Carolyn, an interior designer in Atlanta, is well known and loved for the soft, easygoing style she brings to antique furnishings (whitewashing an Empire sofa, for instance, to make it more casual). She decorates Summershade with understatement, favoring the natural tone and gently warped surfaces of weather-stripped wood. There’s not a shimmer of varnish anywhere in sight, much less an embroidered throw pillow.

“I don’t like country country,” she says, wrinkling her nose and laughing. “All those jars and calico curtains. I want things to look like they’ve been here forever.” Nowhere is her penchant for the ageless more apparent than in the kitchen, a small cabin from Appalachian Virginia that they attached to the main house via a breezeway. Sturdy ceramics lie stacked on open shelves, and a simple striped curtain hides the plumbing under a galvanized metal sink. When a fig vine decided to breach the roof, Carolyn let it have its way, and now it hangs from the rafters in numerous curling branches and tendrils, glowing green in the slanting afternoon light coming through the window. Summershade seems less like someone’s tended country home and more like a forest cottage from a fairy tale.
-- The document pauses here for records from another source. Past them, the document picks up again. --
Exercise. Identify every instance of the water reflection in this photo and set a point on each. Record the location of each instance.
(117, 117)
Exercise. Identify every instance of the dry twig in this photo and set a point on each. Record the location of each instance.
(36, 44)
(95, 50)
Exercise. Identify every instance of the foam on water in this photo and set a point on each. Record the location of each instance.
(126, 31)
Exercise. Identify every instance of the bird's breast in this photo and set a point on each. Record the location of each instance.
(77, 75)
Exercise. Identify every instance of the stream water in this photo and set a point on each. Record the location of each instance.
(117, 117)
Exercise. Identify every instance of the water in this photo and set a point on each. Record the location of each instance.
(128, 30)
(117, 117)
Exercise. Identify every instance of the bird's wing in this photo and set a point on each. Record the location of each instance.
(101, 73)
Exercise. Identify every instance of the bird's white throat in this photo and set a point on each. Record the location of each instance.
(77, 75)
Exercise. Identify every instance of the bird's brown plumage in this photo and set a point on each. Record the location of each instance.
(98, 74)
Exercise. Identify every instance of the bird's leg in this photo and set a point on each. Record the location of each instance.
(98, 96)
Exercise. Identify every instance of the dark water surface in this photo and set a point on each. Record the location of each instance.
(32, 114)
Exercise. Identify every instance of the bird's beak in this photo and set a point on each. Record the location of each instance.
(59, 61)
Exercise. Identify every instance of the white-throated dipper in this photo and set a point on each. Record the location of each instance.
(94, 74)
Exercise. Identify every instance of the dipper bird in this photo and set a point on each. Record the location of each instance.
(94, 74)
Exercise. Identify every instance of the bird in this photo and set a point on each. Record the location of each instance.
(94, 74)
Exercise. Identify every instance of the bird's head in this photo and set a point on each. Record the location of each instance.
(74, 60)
Fig vines growing wild in the kitchen.

Photo: Emily Followill

Pure and Simple

Fig vines growing wild in the kitchen.

John and Carolyn contribute in complementary ways to this air of enchantment. For John’s part, he crafts furnishings that tell the evolving story of the farm. He built their bed from a tree he cut down on the property. More recently, he took a furled grapevine baling basket used for transporting trees, inverted it, and made it into the light fixture shade for the library in the newest cabin. Carolyn always finds the right added touch. She set a dozen old mud-and-woven-lath bee skeps around the library; their bell shapes mirror that of the light fixture. “I found them in a little flea market in Paris,” she admits.

Joining Carolyn for a cup of coffee on the porch outside the kitchen, John says he’s rebuilt his last log cabin. But he does need to get started on an outdoor oven and patio alongside the main house. And he has to replace some steps that are rotting.

Photo: Emily Followill

Rural Elegance

A fabric-draped table topped with a few natural accents creates a serene work space in the master bedroom.

Is there ever an end point? Will the day come when he considers Summershade done?

“No,” he says, smiling, his eyes sweeping over the gardens and pond below the porch. “But I’m not sure why. I mean, one day those fences will go. Everything will go, and eventually this will all come down.”
Carolyn shakes her head and laughs, saying, “Oh, for goodness’ sake, darling, I hope not.”